Gartner found that when asked if they ever revisit previously completed parts of the process during the buying process, more than 75% of buyers said yes to all four buckets. This is caused by information that surfaces and causes them to rethink what they thought they knew. These are the “what ifs” that throw a wrench in the advancement of buying.

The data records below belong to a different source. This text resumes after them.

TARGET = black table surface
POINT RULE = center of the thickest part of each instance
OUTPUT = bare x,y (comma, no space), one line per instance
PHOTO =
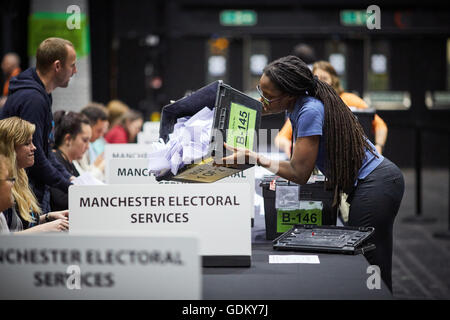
338,276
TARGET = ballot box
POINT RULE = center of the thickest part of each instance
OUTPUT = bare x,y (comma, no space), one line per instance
309,204
237,117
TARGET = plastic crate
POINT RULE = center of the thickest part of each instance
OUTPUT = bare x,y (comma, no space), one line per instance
309,192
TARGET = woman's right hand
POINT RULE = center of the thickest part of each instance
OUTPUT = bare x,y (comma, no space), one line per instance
57,225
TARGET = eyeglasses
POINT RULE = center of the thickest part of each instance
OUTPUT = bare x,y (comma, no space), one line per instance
265,100
12,180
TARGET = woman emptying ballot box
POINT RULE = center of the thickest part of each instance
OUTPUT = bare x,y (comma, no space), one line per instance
327,135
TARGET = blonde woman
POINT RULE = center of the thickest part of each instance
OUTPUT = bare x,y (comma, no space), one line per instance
25,215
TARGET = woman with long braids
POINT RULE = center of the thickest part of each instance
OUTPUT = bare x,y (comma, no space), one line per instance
327,135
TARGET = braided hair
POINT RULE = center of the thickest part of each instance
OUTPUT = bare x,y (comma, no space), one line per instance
345,140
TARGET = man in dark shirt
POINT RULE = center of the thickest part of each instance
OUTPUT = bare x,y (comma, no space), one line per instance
30,99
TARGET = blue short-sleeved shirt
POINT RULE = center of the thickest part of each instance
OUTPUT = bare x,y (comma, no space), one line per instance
307,119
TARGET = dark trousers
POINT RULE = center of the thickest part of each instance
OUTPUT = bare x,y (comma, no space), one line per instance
375,203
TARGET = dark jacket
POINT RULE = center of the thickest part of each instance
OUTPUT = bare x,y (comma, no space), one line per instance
28,100
59,200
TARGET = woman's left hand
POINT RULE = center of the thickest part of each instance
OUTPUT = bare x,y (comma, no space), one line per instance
64,214
239,156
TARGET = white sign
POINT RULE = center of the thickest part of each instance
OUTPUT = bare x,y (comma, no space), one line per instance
99,267
216,213
129,171
135,171
150,132
124,151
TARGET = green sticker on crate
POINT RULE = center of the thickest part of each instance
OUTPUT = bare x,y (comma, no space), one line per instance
286,218
241,126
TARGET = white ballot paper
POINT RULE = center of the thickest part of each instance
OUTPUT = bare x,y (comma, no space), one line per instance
86,179
313,259
189,141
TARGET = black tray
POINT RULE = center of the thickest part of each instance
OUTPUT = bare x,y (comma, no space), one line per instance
330,239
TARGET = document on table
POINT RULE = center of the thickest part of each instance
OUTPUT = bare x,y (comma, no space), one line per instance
312,259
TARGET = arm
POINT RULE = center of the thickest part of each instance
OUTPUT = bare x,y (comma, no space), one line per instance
381,131
297,170
301,165
283,140
42,170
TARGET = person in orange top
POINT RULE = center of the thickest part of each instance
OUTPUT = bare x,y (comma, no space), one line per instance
325,72
11,68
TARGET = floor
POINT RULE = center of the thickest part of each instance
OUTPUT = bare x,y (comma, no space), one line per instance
421,262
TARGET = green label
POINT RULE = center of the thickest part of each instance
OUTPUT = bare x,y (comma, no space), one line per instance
43,25
241,126
286,219
238,18
353,17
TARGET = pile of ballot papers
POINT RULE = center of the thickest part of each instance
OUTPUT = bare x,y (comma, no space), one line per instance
188,142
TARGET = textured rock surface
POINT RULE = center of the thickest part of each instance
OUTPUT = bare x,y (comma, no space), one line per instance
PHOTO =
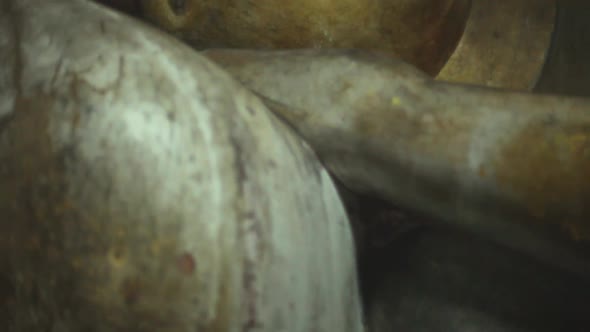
144,190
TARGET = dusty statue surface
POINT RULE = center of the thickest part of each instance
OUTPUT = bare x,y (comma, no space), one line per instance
143,189
422,32
513,166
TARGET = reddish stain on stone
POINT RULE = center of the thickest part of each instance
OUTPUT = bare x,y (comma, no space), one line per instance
186,264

And, how does our current toolset handle these pitstops? Offline and out of band. That’s somebody else’s problem. Edit the proposal for the 20th time after the email back and forth
Never Again
The writing is on the wall. Our toolset is outdated. We’re chasing a snowball downhill and were coming to terms with the following
Big monolithic multi-page proposals are just shit. Absolute garbage. No matter how pretty they are, they attempt to be “one size fits all” and fail spectacularly at speaking to every dept they must
Most B2B organizations buy in a crazy non-linear way that can’t be articulated in a neat little 50-slide powerpoint
Proposing the ideal
Ultimately, we’re left without the right tools to do the job at hand. We need a way to sell into organizations that can adapt to this landscape. Not doing so is willful ignorance
Our requirements :
facilitate non-linear purchase processes
enable content creation from disparate sources
offer instant recall to decisions and assets irrespective of role
provide lenses into information for different departments and different roles
make it easy to assemble
make it repeatable
offer actions and encourage pitstops that add depth to the experience
We’re attempting to gather these features in software (Backdrop.io) and chipping away at the problem we and other sellers are presented (above)
Software Time (Selling with algebra)
We’ve been looking at tools that are inexpensive that can help us at Backdrop (https://backdrop.io) to sell more effectively and lately have been evaluating the idea of an ROI Calculator that our customers can use and we can embed.
We’ve found a couple studies that point to sales inefficiency - namely sellers spending too much time looking for documents. Since that’s quantifiable we’re going to explore next week at the equation we’re going to try to champion as a “sales device” and how we’re planning on sending to our customers.
Can you recommend a few that I should be looking at? What do you use?